Of course you can guess that I'd do this in bash.  This is about as ad-hoc as they come.  It's not even externally parameterized.  I was thinking about doing this with Matlab, but I decided that I'd rather pull my hair out trying to do image stacks in ImageMagick.  Tell it where the files are, how they should be checked and compressed, and the script will grind them into a pdf for you.  I highly doubt anyone would ever actually use this ugly code, but I'm posting it anyway because I have nothing else to do. Still, I'm not dumb enough to post my horrible notes in whole.
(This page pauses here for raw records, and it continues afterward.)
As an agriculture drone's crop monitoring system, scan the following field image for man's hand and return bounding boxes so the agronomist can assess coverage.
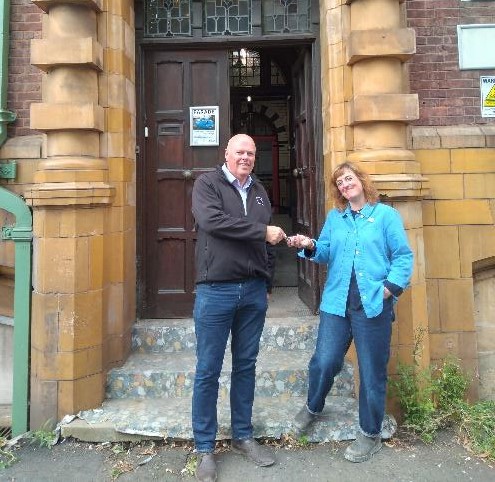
[265,226,287,244]
[287,234,315,251]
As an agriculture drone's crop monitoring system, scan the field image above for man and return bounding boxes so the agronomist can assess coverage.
[192,134,286,482]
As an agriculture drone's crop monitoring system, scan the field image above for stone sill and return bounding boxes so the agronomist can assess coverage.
[409,124,495,150]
Extract a document from an online reader

I'm glad i'm not going through first year undergrad general studies again.
The horseshit and scams that surround these programs never ceases to amaze me.
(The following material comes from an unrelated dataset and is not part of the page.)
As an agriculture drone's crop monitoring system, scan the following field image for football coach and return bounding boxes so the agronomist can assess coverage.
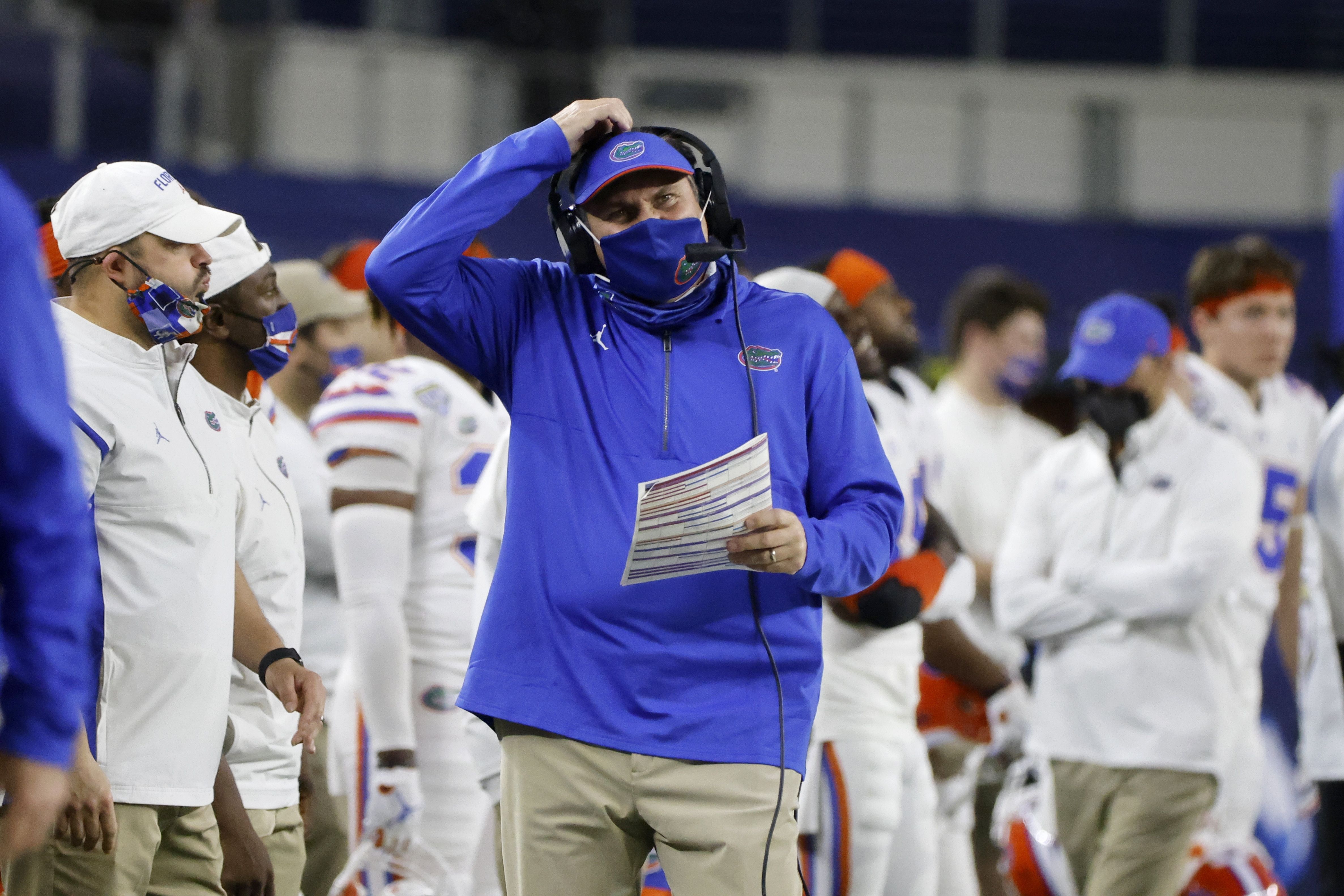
[367,99,902,896]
Someone showed me the online reader they had to use for their classes.  Though i'm sure there are others that are equally shitty, this Brytewave digibook reader from Follett was unusable.  It was extremely slow, and navigation was made difficult because it would tend to direct the user to random pages instead of the ones specified.  It was cram time at the end of the semester, and the book she's trying to study keeps closing and going to random pages.  That's how e-book technology has revolutionized education and brought us to a bright new era of virtual learning!  Fuck the rent-seeking charlatans and the government money they rode in on.

That's the extent of the rant.  How to get the fucking shitty book as a pdf:
As you can guess, i wrote a script to capture the document.  Actually, i wrote two scripts.  The first script uses xdotool and scrot (a fast and script-friendly screenshot tool) to click through the document and capture all the image data.  It helps to have a large monitor, otherwise, one can zoom in and take multiple shots per page.  

#!/bin/bash
# click through drm'd digibooks in brytewave reader and copy them as screenshots

clickwait=1       
pagewait=20    # seconds to wait for next page to load
startpage=1     # useful in case of crash (it happens)
endpage=400   # the last reader page 
dumppath="/home/personface/pileofshittybooks"
docname="governmentbook"

xdotool search --screen 0 --name "BryteWave" windowfocus; 
page=$startpage
while [ $page -le $endpage ]; do
    scrot "$dumppath/$docname-$page.jpg"

    # use a screenshot to find button coordinates    
    sleep $clickwait; xdotool mousemove 1907 630
    sleep 0.1; xdotool click 1
    sleep $pagewait
    
    page=$[page+1]
done

The second script cuts the two pages out of each screenshot and compiles a minimal pdf from the images.

#!/bin/bash
# disassemble screenshots made of bryteclicker

docprefix="governmentbook"
pdfname="Fascist_Propaganda_by_CKSucker_10ed"

inext="jpg"
outext="jpg"
outqual=50 
endonduplicate=1

page=1
lastsize=0
for infile in $(ls -1tr $docprefix*.$inext); do
    # check for consecutive duplicates since screengrabber cannot verify page loads
    # if flag is set, assume duplicates indicate screengrabber is stalled on last page of document
    # useful when screengrabber doesn't know exact document size and is set with excess pagecount
    thissize=$(ls -l $infile | cut -d " " -f 5)
    if [ $lastsize == $thissize ]; then
        echo "$infile may be a duplicate of the previous file!"
        if [ $endonduplicate == 1 ]; then
            echo "i'm going to assume this is the end of the document"
            break;
        fi
    fi
    lastsize=$thissize

    # crop pages from screenshot
    # use GIMP to get coordinates
    convert -crop 670x1005+282+122 -quality $outqual $infile "output-$(printf "%04d" $page)-A.$outext"
    convert -crop 670x1005+968+122 -quality $outqual $infile "output-$(printf "%04d" $page)-B.$outext"
    page=$[$page+1]
done

convert output*.$outext $pdfname.pdf

Like i mentioned, one can get better image quality by making each page span more than one screenshot, but this complicates post-processing a tad.  The quality settings in the second script can also be tweaked for better output.  My method was a tradeoff between readability and file size reduction.